OTTAWA — Parliamentary budget officer Yves Giroux says he is not being “muzzled” by the federal Liberals over economic data related to the impact of carbon pricing.

OTTAWA — Parliamentary budget officer Yves Giroux says he is not being “muzzled” by the federal Liberals over economic data related to the impact of carbon pricing.

Giroux is correcting the record after he says he left the wrong impression at a committee meeting two weeks ago.

On June 3, Giroux was asked about his carbon pricing analysis at the House of Commons finance committee, after he had acknowledged earlier this spring that his original analysis was flawed.

During that meeting, he agreed with Conservative MP Marty Morantz that the Liberals were preventing him from talking about government data.

But at a separate committee meeting Monday, when Liberal MP Charles Sousa asked Giroux to confirm that claim, he said it was a mistake.

He says he was told not to disclose the actual data Environment and Climate Change Canada gave him to prepare his analysis, but he was not being muzzled from including the data in his analysis.

The documents include a number of spreadsheets on GDP and emissions data based on economic and climate models of the impact of carbon pricing.

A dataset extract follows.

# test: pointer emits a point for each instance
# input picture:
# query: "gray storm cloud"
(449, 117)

The government had previously refused to make the data public, saying it was only telling part of the story without factoring in the positive economic impacts of climate investments and the carbon rebates or the negative economic impacts of climate change itself.

However, the spreadsheets were released last Thursday just as the Conservatives tabled a motion demanding their release.

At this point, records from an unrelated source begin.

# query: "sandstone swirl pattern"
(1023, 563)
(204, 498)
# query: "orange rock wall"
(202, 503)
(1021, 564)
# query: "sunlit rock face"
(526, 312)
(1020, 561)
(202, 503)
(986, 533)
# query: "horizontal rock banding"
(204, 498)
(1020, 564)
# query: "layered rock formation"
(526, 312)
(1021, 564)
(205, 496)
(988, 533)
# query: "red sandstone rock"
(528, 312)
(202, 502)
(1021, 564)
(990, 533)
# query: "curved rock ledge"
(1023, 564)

The data showed that with carbon pricing, Canada’s emissions will be 12 per cent lower in 2030 than without it, a difference that amounts to about 78 million tonnes of greenhouse gas emissions.

On the economic side, carbon pricing will reduce the national GDP by 0.9 per cent of $25 billion.

The Conservatives say the Liberals refused to release the data because it confirms that carbon pricing has a negative economic impact.